Endpoint: GET /api/anomalies/{id}/comments
Query parameters:
| Parameter | Type | Description |
|---|---|---|
start_date |
datetime (ISO 8601, inclusive) |
Lower bound on created. |
end_date |
datetime (ISO 8601, exclusive) |
Upper bound on created. Lets you fetch back-to-back ranges without overlap. |
Source records
Source records are the raw rows from the source data that contributed to a record anomaly. Two formats are available: JSON for inline display and CSV for export.

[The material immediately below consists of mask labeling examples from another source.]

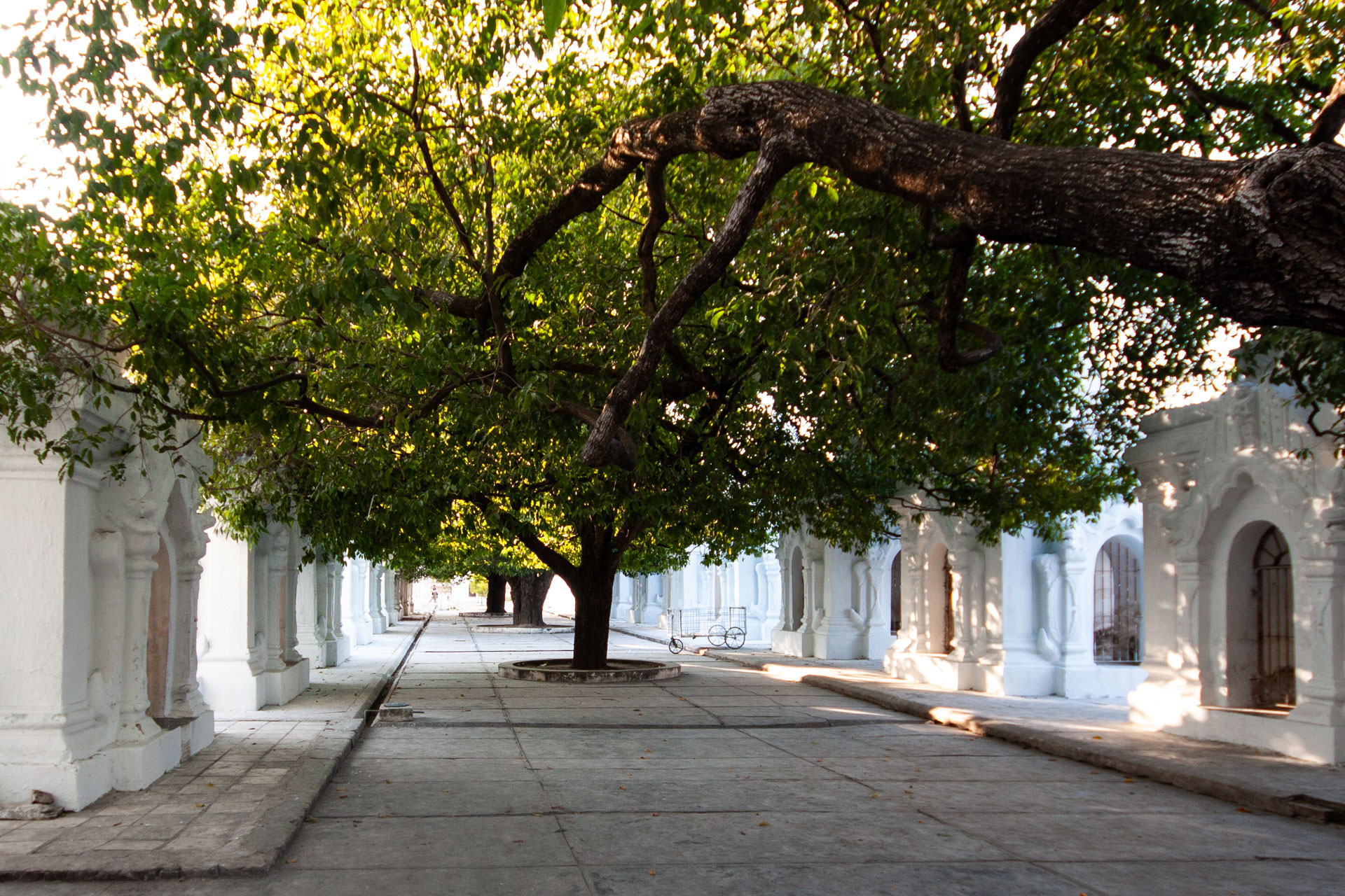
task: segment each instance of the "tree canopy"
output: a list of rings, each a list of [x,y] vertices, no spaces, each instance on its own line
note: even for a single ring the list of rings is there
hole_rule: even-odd
[[[1124,494],[1223,316],[1337,402],[1336,3],[545,7],[52,3],[11,64],[81,191],[4,210],[11,435],[79,461],[52,406],[122,392],[242,528],[479,520],[600,662],[691,544]]]

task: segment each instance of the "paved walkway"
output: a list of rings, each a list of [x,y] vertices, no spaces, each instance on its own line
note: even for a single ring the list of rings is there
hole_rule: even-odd
[[[654,626],[615,627],[650,641],[667,637]],[[1131,724],[1123,705],[948,690],[894,680],[877,660],[799,660],[760,649],[712,649],[707,656],[1244,807],[1315,821],[1345,819],[1345,768],[1149,731]]]
[[[1345,829],[929,724],[767,672],[507,681],[568,637],[438,618],[379,723],[261,880],[0,884],[0,896],[387,892],[1298,896]],[[666,649],[613,635],[617,656]]]
[[[284,707],[217,715],[215,740],[148,790],[113,791],[50,821],[0,821],[0,879],[264,873],[358,739],[420,626],[401,622],[342,665],[315,669],[312,685]]]

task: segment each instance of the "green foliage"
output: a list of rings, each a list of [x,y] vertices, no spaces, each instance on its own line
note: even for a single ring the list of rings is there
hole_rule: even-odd
[[[128,394],[121,423],[153,443],[199,422],[238,529],[291,519],[408,570],[530,563],[529,539],[578,563],[585,525],[625,533],[629,571],[756,551],[804,516],[862,544],[916,485],[987,537],[1049,535],[1131,488],[1138,418],[1208,369],[1217,321],[1181,283],[986,244],[968,314],[1005,348],[947,373],[924,302],[947,222],[798,169],[636,404],[635,469],[593,470],[564,408],[601,407],[644,337],[643,188],[522,277],[483,274],[615,126],[716,83],[798,78],[950,125],[964,103],[983,128],[1005,35],[1045,7],[54,3],[13,62],[83,192],[59,220],[3,210],[0,415],[79,462],[97,434],[51,437],[52,408]],[[1015,138],[1251,154],[1305,132],[1342,11],[1254,7],[1107,4],[1037,62]],[[664,287],[746,164],[668,169]],[[512,382],[492,321],[426,298],[483,289]]]

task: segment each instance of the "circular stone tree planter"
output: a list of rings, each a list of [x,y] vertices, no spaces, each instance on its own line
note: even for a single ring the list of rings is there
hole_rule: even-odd
[[[607,669],[570,669],[570,660],[519,660],[502,662],[500,676],[519,681],[555,681],[569,684],[616,684],[620,681],[662,681],[677,678],[682,666],[659,660],[608,660]]]

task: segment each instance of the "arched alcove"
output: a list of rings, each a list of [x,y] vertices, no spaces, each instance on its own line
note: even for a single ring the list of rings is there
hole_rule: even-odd
[[[172,613],[178,570],[175,551],[163,533],[155,553],[157,568],[149,579],[149,638],[145,645],[145,677],[148,678],[149,715],[163,719],[168,715],[171,699],[169,664],[172,662]]]
[[[890,631],[898,634],[901,631],[901,548],[897,548],[897,553],[892,557],[889,575],[892,578]]]
[[[931,653],[952,653],[952,562],[948,545],[936,544],[925,557],[925,619]]]
[[[1251,523],[1228,551],[1228,705],[1291,709],[1297,703],[1294,566],[1283,532]]]
[[[790,631],[803,625],[803,548],[790,555]]]
[[[1093,661],[1143,658],[1143,568],[1122,537],[1103,543],[1093,563]]]

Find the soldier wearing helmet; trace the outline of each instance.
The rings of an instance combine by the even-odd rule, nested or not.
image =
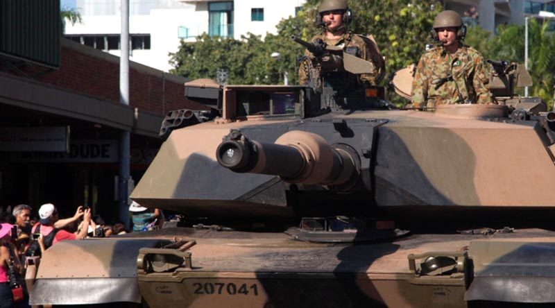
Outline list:
[[[438,14],[432,37],[438,43],[418,61],[412,83],[415,107],[492,103],[489,69],[476,49],[463,44],[466,27],[452,10]]]
[[[384,59],[373,40],[349,31],[352,12],[347,0],[322,0],[318,12],[316,24],[322,28],[322,33],[311,42],[321,40],[327,45],[341,47],[343,51],[370,62],[373,71],[355,76],[343,69],[341,55],[325,53],[315,56],[306,51],[299,68],[299,83],[307,85],[311,79],[326,75],[330,80],[349,80],[350,85],[373,85],[379,83],[385,72]]]

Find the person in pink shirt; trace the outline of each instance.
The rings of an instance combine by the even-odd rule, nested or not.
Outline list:
[[[66,221],[65,225],[67,225],[74,221],[72,219],[78,218],[81,215],[83,217],[83,227],[80,232],[71,233],[60,229],[65,226],[62,225],[64,224],[60,223],[60,222]],[[60,220],[58,218],[58,209],[52,203],[42,205],[39,209],[39,216],[40,220],[33,226],[31,233],[42,234],[45,249],[60,241],[84,239],[87,237],[87,230],[91,221],[90,209],[83,210],[81,207],[78,208],[77,213],[71,219]]]
[[[8,277],[10,250],[6,247],[10,239],[11,230],[12,225],[0,224],[0,308],[13,307],[13,295]]]

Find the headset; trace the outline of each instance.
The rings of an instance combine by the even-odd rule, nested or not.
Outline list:
[[[351,10],[350,8],[347,8],[347,9],[345,10],[345,12],[343,12],[343,13],[342,20],[343,20],[342,22],[345,26],[348,26],[351,23],[351,22],[352,22],[352,10]],[[316,24],[317,26],[320,27],[325,26],[325,24],[322,20],[322,13],[316,14],[316,20],[314,20],[314,24]]]
[[[434,40],[434,42],[439,42],[439,36],[438,35],[437,31],[436,31],[436,29],[434,28],[429,31],[429,35],[432,37],[432,39]],[[466,25],[463,24],[459,27],[459,30],[456,31],[456,39],[459,41],[462,41],[464,40],[465,36],[466,36]]]

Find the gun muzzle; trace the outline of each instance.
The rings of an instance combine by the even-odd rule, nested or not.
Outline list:
[[[321,136],[293,130],[274,144],[249,140],[232,130],[216,151],[218,162],[239,173],[278,176],[285,182],[352,188],[360,157],[348,146],[330,146]]]

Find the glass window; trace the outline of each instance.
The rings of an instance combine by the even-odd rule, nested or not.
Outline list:
[[[108,50],[119,49],[119,36],[108,36]]]
[[[188,38],[189,37],[189,28],[184,26],[178,27],[178,37],[179,38]]]
[[[524,2],[524,12],[527,14],[538,14],[543,10],[543,3],[534,1]]]
[[[233,10],[233,2],[210,2],[208,10],[210,12]]]
[[[232,12],[208,13],[208,35],[229,37],[233,36],[233,14]]]
[[[131,36],[131,49],[150,49],[150,35],[135,35]]]
[[[250,21],[264,22],[264,8],[253,8],[250,9]]]

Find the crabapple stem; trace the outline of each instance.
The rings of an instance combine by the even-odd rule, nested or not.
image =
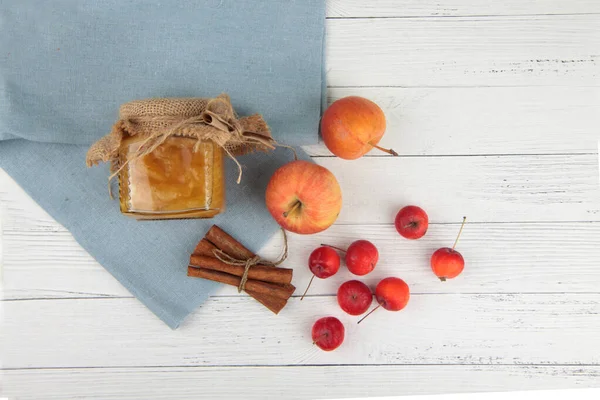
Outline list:
[[[359,320],[359,321],[358,321],[356,324],[358,325],[358,324],[360,324],[361,322],[363,322],[365,318],[367,318],[369,315],[373,314],[373,312],[374,312],[375,310],[377,310],[379,307],[381,307],[381,304],[380,304],[380,305],[378,305],[377,307],[375,307],[374,309],[372,309],[371,311],[369,311],[369,312],[367,313],[367,315],[365,315],[364,317],[362,317],[362,318],[361,318],[361,319],[360,319],[360,320]]]
[[[304,291],[304,294],[302,294],[302,297],[300,297],[300,301],[302,301],[304,299],[304,296],[306,296],[306,293],[308,292],[308,288],[310,287],[310,285],[312,285],[312,280],[315,279],[315,275],[313,274],[313,277],[310,278],[310,282],[308,282],[308,286],[306,287],[306,290]]]
[[[373,143],[371,143],[371,142],[368,142],[368,144],[369,144],[369,145],[371,145],[371,146],[373,146],[373,147],[374,147],[374,148],[376,148],[377,150],[381,150],[381,151],[383,151],[384,153],[388,153],[388,154],[391,154],[391,155],[393,155],[394,157],[398,157],[398,153],[396,153],[396,152],[395,152],[393,149],[386,149],[386,148],[384,148],[384,147],[378,146],[378,145],[376,145],[376,144],[373,144]]]
[[[332,245],[330,245],[330,244],[321,243],[321,246],[327,246],[327,247],[331,247],[332,249],[336,249],[336,250],[338,250],[338,251],[341,251],[341,252],[343,252],[343,253],[345,253],[345,252],[346,252],[346,250],[344,250],[344,249],[342,249],[342,248],[339,248],[339,247],[332,246]]]
[[[458,238],[460,237],[460,234],[462,233],[462,228],[465,227],[465,222],[467,222],[467,217],[463,217],[463,223],[460,226],[460,231],[458,231],[458,236],[456,236],[456,240],[454,241],[454,245],[452,246],[452,250],[454,250],[454,248],[456,247],[456,244],[458,243]]]
[[[315,340],[313,340],[313,345],[317,344],[317,342],[318,342],[319,340],[321,340],[321,338],[322,338],[323,336],[327,336],[327,334],[326,334],[326,333],[324,333],[324,334],[322,334],[321,336],[319,336],[318,338],[316,338]]]
[[[294,211],[296,211],[296,209],[298,207],[300,207],[302,205],[302,203],[300,202],[300,200],[296,200],[296,202],[294,203],[294,205],[292,206],[292,208],[290,208],[289,210],[287,210],[286,212],[283,213],[283,217],[287,218],[288,215],[290,215],[291,213],[293,213]]]

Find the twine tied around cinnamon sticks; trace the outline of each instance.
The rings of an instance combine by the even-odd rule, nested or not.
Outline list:
[[[140,136],[145,140],[130,158],[122,160],[119,148],[123,139]],[[242,179],[242,166],[236,156],[256,150],[289,147],[277,143],[260,114],[239,118],[225,93],[213,98],[156,98],[136,100],[121,105],[119,120],[111,132],[88,150],[88,167],[111,162],[111,180],[131,161],[143,157],[171,136],[212,141],[221,147],[238,167],[237,183]],[[293,150],[293,149],[292,149]],[[112,197],[112,195],[111,195]]]
[[[287,238],[285,238],[285,241],[282,260],[287,256]],[[217,249],[237,262],[223,262],[216,258],[218,252],[215,250]],[[248,250],[217,225],[213,225],[198,242],[190,256],[188,276],[208,279],[239,288],[242,286],[242,276],[246,275],[243,290],[273,313],[278,314],[296,290],[294,285],[291,284],[293,270],[274,267],[268,265],[273,264],[269,262],[267,262],[267,265],[254,264],[252,260],[255,257],[257,257],[255,253]],[[279,262],[281,261],[277,263]],[[249,265],[248,268],[246,268],[246,263]]]
[[[288,256],[287,234],[285,233],[285,230],[283,228],[281,229],[281,231],[283,232],[283,254],[281,255],[281,257],[279,257],[277,261],[265,260],[260,256],[254,256],[247,260],[240,260],[230,256],[221,249],[213,250],[213,254],[215,255],[215,257],[220,261],[224,262],[225,264],[244,266],[244,274],[242,275],[242,279],[240,280],[240,284],[238,285],[238,293],[241,293],[246,288],[246,282],[248,281],[248,272],[250,272],[250,268],[259,264],[267,265],[270,267],[277,267],[286,260]]]

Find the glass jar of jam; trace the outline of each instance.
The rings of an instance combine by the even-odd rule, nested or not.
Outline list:
[[[212,141],[171,136],[151,153],[131,157],[143,138],[119,148],[121,212],[137,219],[211,218],[225,210],[223,149]],[[196,149],[194,149],[196,147]]]

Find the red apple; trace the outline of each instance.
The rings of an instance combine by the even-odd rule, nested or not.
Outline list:
[[[431,256],[431,269],[442,282],[456,278],[465,269],[465,260],[458,251],[450,247],[437,249]]]
[[[284,229],[312,234],[335,222],[342,209],[342,190],[327,168],[296,160],[275,171],[267,185],[266,204]]]
[[[375,288],[375,298],[388,311],[400,311],[408,303],[410,290],[400,278],[385,278]]]
[[[344,341],[345,329],[339,319],[325,317],[317,320],[312,328],[313,344],[321,350],[332,351]]]
[[[458,243],[458,238],[460,238],[460,234],[465,227],[466,221],[467,217],[463,217],[463,223],[460,226],[458,236],[456,237],[452,248],[442,247],[441,249],[437,249],[431,255],[431,269],[442,282],[446,281],[446,279],[456,278],[463,269],[465,269],[465,260],[462,257],[462,254],[454,250],[454,248]]]
[[[429,217],[417,206],[406,206],[396,214],[396,230],[406,239],[419,239],[427,232]]]
[[[349,96],[333,102],[321,119],[325,145],[333,154],[346,160],[360,158],[374,147],[397,156],[394,150],[377,145],[384,132],[383,111],[363,97]]]
[[[342,283],[337,293],[338,304],[350,315],[360,315],[369,309],[373,301],[371,289],[361,281]]]
[[[300,297],[300,300],[303,300],[306,293],[308,293],[308,288],[310,288],[315,276],[320,279],[327,279],[338,272],[340,269],[340,256],[331,247],[318,247],[308,257],[308,268],[313,273],[313,276],[310,278],[310,282],[308,282],[308,286],[302,297]]]
[[[379,260],[377,247],[368,240],[357,240],[346,250],[346,266],[354,275],[366,275]]]
[[[402,310],[410,299],[410,289],[406,282],[400,278],[385,278],[375,288],[375,299],[377,299],[379,305],[361,318],[358,321],[359,324],[379,307],[383,307],[388,311]]]

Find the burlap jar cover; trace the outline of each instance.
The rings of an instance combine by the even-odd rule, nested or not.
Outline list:
[[[128,136],[141,136],[145,140],[137,152],[122,163],[119,147]],[[121,105],[119,120],[108,135],[90,147],[86,163],[88,167],[100,162],[111,163],[110,189],[110,180],[128,162],[151,153],[171,136],[197,139],[198,146],[203,141],[213,141],[237,164],[238,183],[242,167],[235,156],[272,150],[278,145],[262,116],[238,118],[227,94],[214,99],[156,98]]]

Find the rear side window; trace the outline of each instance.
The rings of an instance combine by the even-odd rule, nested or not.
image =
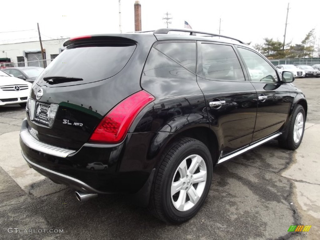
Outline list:
[[[202,76],[209,79],[244,81],[243,72],[231,46],[202,44]]]
[[[167,43],[158,44],[156,48],[192,72],[196,71],[196,43]]]
[[[55,76],[75,78],[83,79],[78,82],[82,84],[108,78],[122,70],[135,48],[135,44],[92,44],[67,48],[47,67],[38,79]]]

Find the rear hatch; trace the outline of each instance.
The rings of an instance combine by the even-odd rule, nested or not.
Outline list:
[[[27,118],[35,138],[78,149],[104,115],[141,90],[148,52],[134,35],[124,35],[86,36],[65,43],[66,49],[33,84]]]

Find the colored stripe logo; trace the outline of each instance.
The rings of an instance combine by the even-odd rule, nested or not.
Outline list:
[[[288,232],[308,232],[311,228],[311,225],[292,225],[288,229]]]

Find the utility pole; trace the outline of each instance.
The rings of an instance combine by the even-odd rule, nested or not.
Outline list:
[[[121,1],[119,0],[119,29],[120,30],[120,33],[122,33],[122,30],[121,27]]]
[[[40,46],[41,47],[41,53],[42,55],[42,60],[43,62],[43,66],[45,68],[46,67],[46,63],[44,61],[44,54],[43,52],[43,48],[42,47],[42,42],[41,41],[41,35],[40,34],[40,30],[39,30],[39,24],[38,22],[37,23],[37,26],[38,26],[38,33],[39,35],[39,41],[40,41]]]
[[[219,34],[220,34],[220,29],[221,28],[221,19],[220,19],[220,21],[219,22]]]
[[[285,19],[285,27],[284,28],[284,35],[283,36],[283,44],[282,45],[282,50],[284,51],[284,44],[285,44],[285,35],[287,33],[287,25],[288,25],[288,14],[289,13],[289,3],[288,3],[288,8],[287,8],[287,17]]]
[[[169,24],[171,24],[171,22],[169,21],[169,20],[170,19],[172,19],[172,18],[169,17],[169,15],[171,15],[171,14],[170,13],[168,13],[167,12],[166,13],[164,13],[164,14],[166,15],[167,17],[166,18],[162,18],[162,19],[163,20],[166,20],[165,22],[165,23],[166,23],[166,24],[167,24],[167,28],[169,28]]]

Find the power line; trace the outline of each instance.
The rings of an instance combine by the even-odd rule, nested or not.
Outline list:
[[[164,13],[164,14],[166,15],[167,17],[166,17],[166,18],[162,18],[162,19],[163,20],[166,20],[166,21],[164,22],[165,22],[165,23],[166,24],[167,24],[167,28],[169,28],[169,24],[171,24],[171,22],[169,22],[169,20],[170,20],[170,19],[172,19],[172,18],[169,18],[169,15],[171,15],[171,13],[168,13],[167,12],[166,13]]]
[[[8,32],[0,32],[0,33],[15,33],[17,32],[24,32],[27,31],[33,31],[35,29],[29,29],[28,30],[19,30],[18,31],[9,31]]]

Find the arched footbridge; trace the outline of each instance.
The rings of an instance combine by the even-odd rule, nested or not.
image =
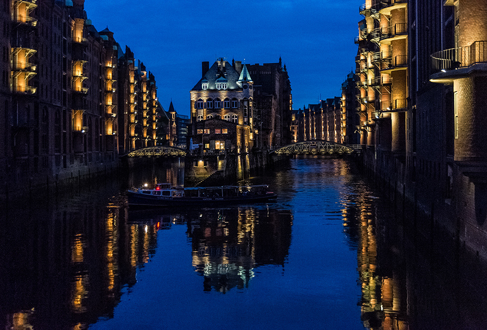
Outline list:
[[[359,153],[360,144],[341,144],[329,141],[313,140],[298,142],[271,152],[271,155],[346,155]]]
[[[148,147],[124,155],[127,157],[165,157],[185,156],[186,151],[175,147]]]

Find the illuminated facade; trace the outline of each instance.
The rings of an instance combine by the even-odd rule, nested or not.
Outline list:
[[[294,142],[324,140],[343,143],[345,136],[340,98],[327,99],[292,112]]]
[[[487,1],[387,0],[359,8],[356,80],[366,166],[487,256]]]
[[[129,77],[120,71],[125,54],[108,28],[95,29],[84,2],[10,0],[0,7],[2,21],[12,23],[0,37],[0,182],[10,192],[104,170],[119,153],[155,144],[153,77],[140,68],[135,76],[135,67]],[[140,100],[128,92],[120,97],[136,88],[145,95]]]
[[[203,139],[204,132],[196,128],[196,123],[212,119],[220,119],[236,128],[247,127],[248,135],[239,148],[236,145],[226,145],[241,152],[248,152],[254,145],[253,98],[253,81],[245,65],[233,61],[230,65],[224,58],[219,58],[211,67],[207,62],[202,63],[202,77],[191,90],[191,129],[190,137],[193,141]],[[257,132],[258,133],[258,132]],[[236,141],[236,135],[230,139]],[[194,143],[196,143],[195,142]],[[203,151],[205,146],[201,146]],[[209,149],[209,148],[208,148]]]
[[[402,159],[410,99],[407,2],[368,0],[359,9],[364,18],[356,38],[362,144]]]

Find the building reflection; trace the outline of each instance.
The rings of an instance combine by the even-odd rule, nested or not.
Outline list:
[[[349,196],[342,211],[345,231],[357,248],[361,289],[361,319],[371,330],[408,330],[406,267],[391,255],[386,238],[380,242],[374,199],[366,191]],[[379,257],[380,256],[380,257]]]
[[[283,266],[292,222],[290,213],[252,208],[206,210],[188,221],[193,266],[204,278],[204,291],[243,289],[256,267]]]

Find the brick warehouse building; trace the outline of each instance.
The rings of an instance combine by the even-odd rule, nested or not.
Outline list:
[[[2,195],[104,170],[119,154],[155,144],[153,76],[83,8],[83,0],[0,5]]]
[[[368,0],[359,11],[366,165],[431,215],[424,233],[438,225],[487,256],[487,1]]]
[[[291,84],[280,58],[277,63],[249,66],[235,60],[230,65],[219,58],[211,68],[203,62],[202,69],[202,78],[190,92],[192,122],[220,118],[248,126],[248,140],[230,148],[239,152],[290,143]],[[195,129],[190,133],[197,134]]]

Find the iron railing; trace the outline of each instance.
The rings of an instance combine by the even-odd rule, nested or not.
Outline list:
[[[438,71],[466,68],[487,62],[487,41],[475,41],[470,46],[450,48],[431,55],[433,68]]]

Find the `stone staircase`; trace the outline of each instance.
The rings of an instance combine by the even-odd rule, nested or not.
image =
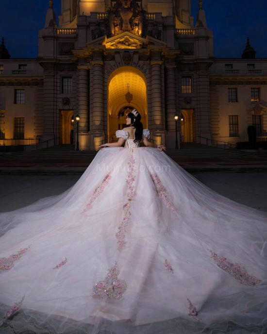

Get source records as JSON
Endpoint: GET /api/anomalies/{id}/source-record
Query parameters:
| Parameter | Type | Description |
|---|---|---|
limit |
int (≥1, default 10) |
Maximum number of rows returned. |
include_masked |
bool (default false) |
When true, returns raw values for masked fields. Requires the Editor team permission on the container, and the platform writes an audit-log entry naming the masked fields you accessed. |
Download source records as CSV
Endpoint: GET /api/anomalies/{id}/source-record/download
Streams a CSV file (source_records_<id>.csv). Same query parameters as the JSON endpoint.
Note
Source records are cached for up to 8 hours. If you need fresher data, see the Refresh Source Records section.
Tickets
Manage the link between an anomaly and an external ticket (Jira, ServiceNow). Linking does not call the external system; it just records the association so the UI can render the linked ticket.
List ticket links
Endpoint: GET /api/anomalies/{anomaly_id}/ticket-links
Create a ticket link
Endpoint: POST /api/anomalies/{anomaly_id}/ticket-links
Permission: Manager role + Author team permission on the anomaly's datastore.
Body fields:
| Field | Type | Description |
|---|---|---|
integration_id |
int |
The ticketing integration that owns this ticket. |
ticket_id |
string |
External ticket identifier (e.g., the ServiceNow sys_id). |
ticket_number |
string |
Human-readable ticket number (e.g., INC0010001). |
ticket_url |
string (optional) |
Direct URL to the ticket. |
status |
string |
Current external status of the ticket. |
ticket_metadata |
object (optional) |
Additional metadata to store alongside the link. |
Example
curl -X POST "https://your-instance.qualytics.io/api/anomalies/12345/ticket-links" \
-H "Authorization: Bearer YOUR_TOKEN" \
-H "Content-Type: application/json" \
-d '{
"integration_id": 3,
"ticket_id": "abc123sys",
"ticket_number": "INC0010001",
"ticket_url": "https://example.service-now.com/incident.do?sys_id=abc123sys",
"status": "New"
}'
Delete a ticket link
Endpoint: DELETE /api/anomalies/{anomaly_id}/ticket-links/{link_id}
Permission: Manager role + Author team permission on the anomaly's datastore. Removes the association only; the external ticket is left untouched.